There are a number of clinical situations where therapeutic efficacy has not been proven. Examples include a stroke where the risk of hip fracture is high. The risk is particularly high in the first year, and thereafter wanes, although remains consistently higher than average population risks after about 1 year.(39) The same holds true for recent hip fractures. In these contexts, as in the case of postmenopausal osteoporosis, study designs of 1 year or less may be appropriate. It was considered that adequate evidence for antifracture efficacy in such situations might be extrapolated to the more general situation of postmenopausal osteoporosis.
Can we avoid prevention studies
Whereas clinical studies have demonstrated that the doses effective in preventing fractures in osteoporotic patients are also effective in osteopenia, there are some grounds for believing that the doses required for prevention may differ, particularly for hormone replacement treatment (HRT). The lower the risk of patients, the more important it becomes to determine the minimum effective dose. These considerations suggest that studies of prevention, perhaps in comparison with HRT, are still required.

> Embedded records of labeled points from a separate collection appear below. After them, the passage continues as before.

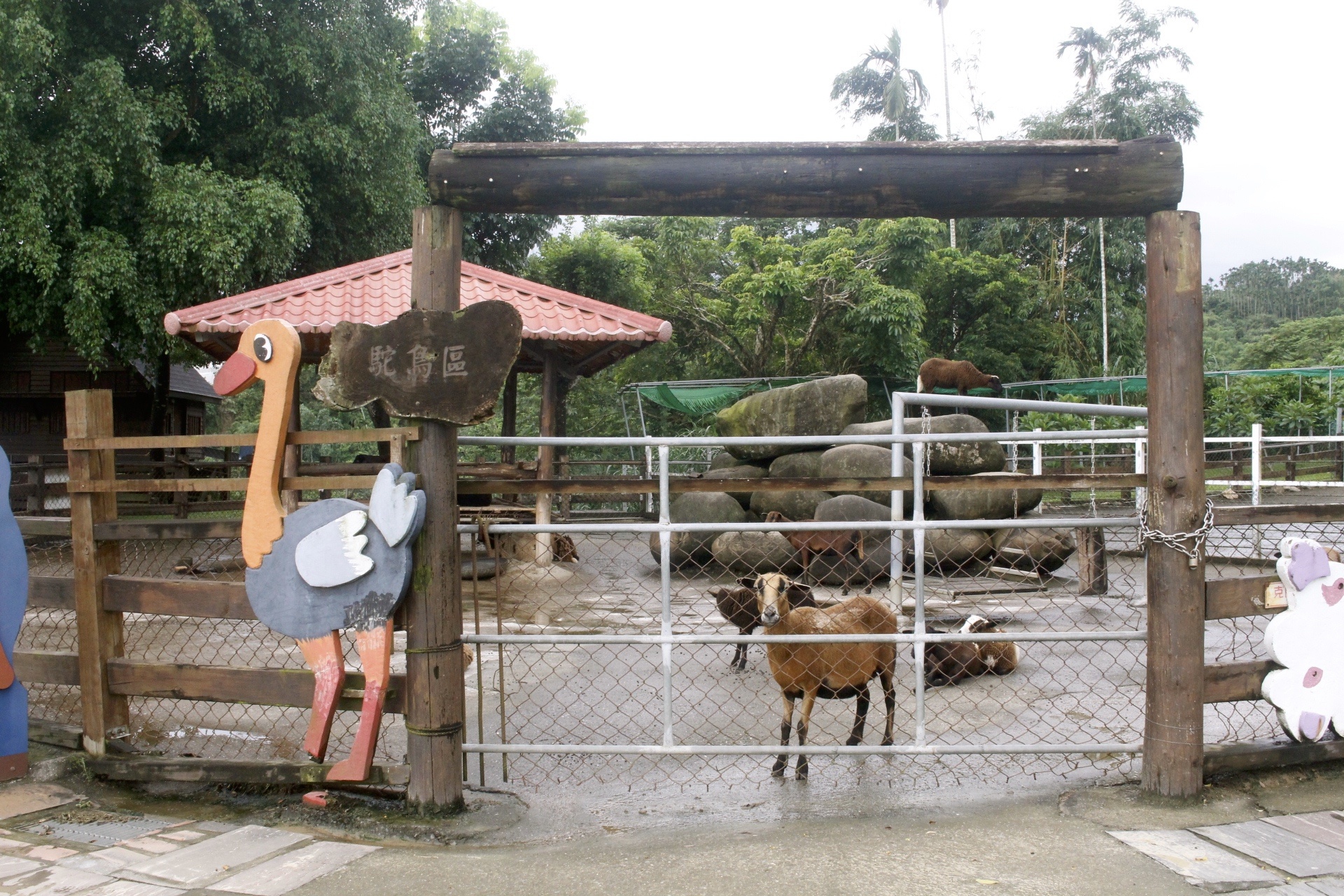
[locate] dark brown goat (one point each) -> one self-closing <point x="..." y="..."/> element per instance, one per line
<point x="824" y="542"/>
<point x="951" y="662"/>
<point x="939" y="372"/>
<point x="739" y="608"/>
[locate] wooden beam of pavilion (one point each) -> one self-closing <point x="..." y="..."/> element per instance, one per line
<point x="1002" y="179"/>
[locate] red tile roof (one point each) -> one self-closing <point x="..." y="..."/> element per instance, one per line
<point x="379" y="289"/>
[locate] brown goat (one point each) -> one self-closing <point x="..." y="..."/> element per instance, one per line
<point x="739" y="608"/>
<point x="939" y="372"/>
<point x="827" y="671"/>
<point x="951" y="662"/>
<point x="825" y="542"/>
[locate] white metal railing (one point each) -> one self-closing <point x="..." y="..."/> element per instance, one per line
<point x="920" y="637"/>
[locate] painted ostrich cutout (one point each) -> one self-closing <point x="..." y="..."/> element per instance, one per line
<point x="324" y="567"/>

The recommendations below are not the view of the CPMP, but rather are intended as a platform for the working party on efficacy in osteoporosis to consider.
The group considered that placebo-controlled studies are still necessary in osteoporosis. Active comparator studies demand prohibitive sample sizes and carry a high risk of being invalid. Attention to trial designs such as unbalanced randomization and withdrawal of patients after a fracture can help to minimize personal risk.
For essentially similar products, short-term studies over 1 year using BMD as an end-point may be appropriate where previous studies in other contexts have demonstrated efficacy and bone safety. Precedents for such an approach include the registration of the once weekly regimen for alendronate compared with its daily administration.
For some agents shorter exposure times are appropriate, particularly for disorders where the risk of fracture is high immediately after the event (e.g., immobilization, stroke, etc.). In such instances, interventions of 6 months to 1 year may be appropriate. In the case of postmenopausal osteoporosis, the demonstration of antifracture efficacy at 1 year is appropriate provided that patients in the active wing continue medication to assess long-term safety including fracture outcomes.
With regard to surrogacy of fracture outcome, it was concluded that it was possible to extrapolate efficacy demonstrated on vertebral fracture outcomes in established osteoporosis to osteoporosis and vice versa. The extrapolation of efficacy in vertebral fracture risk to efficacy on hip fracture risk requires further experience from clinical trials before this can be recommended.
For some treatments, there is evidence that the effect may persist after stopping treatment. Studies of the offset of activity are important, particularly in the case of short-term studies and should be considered for phase IV.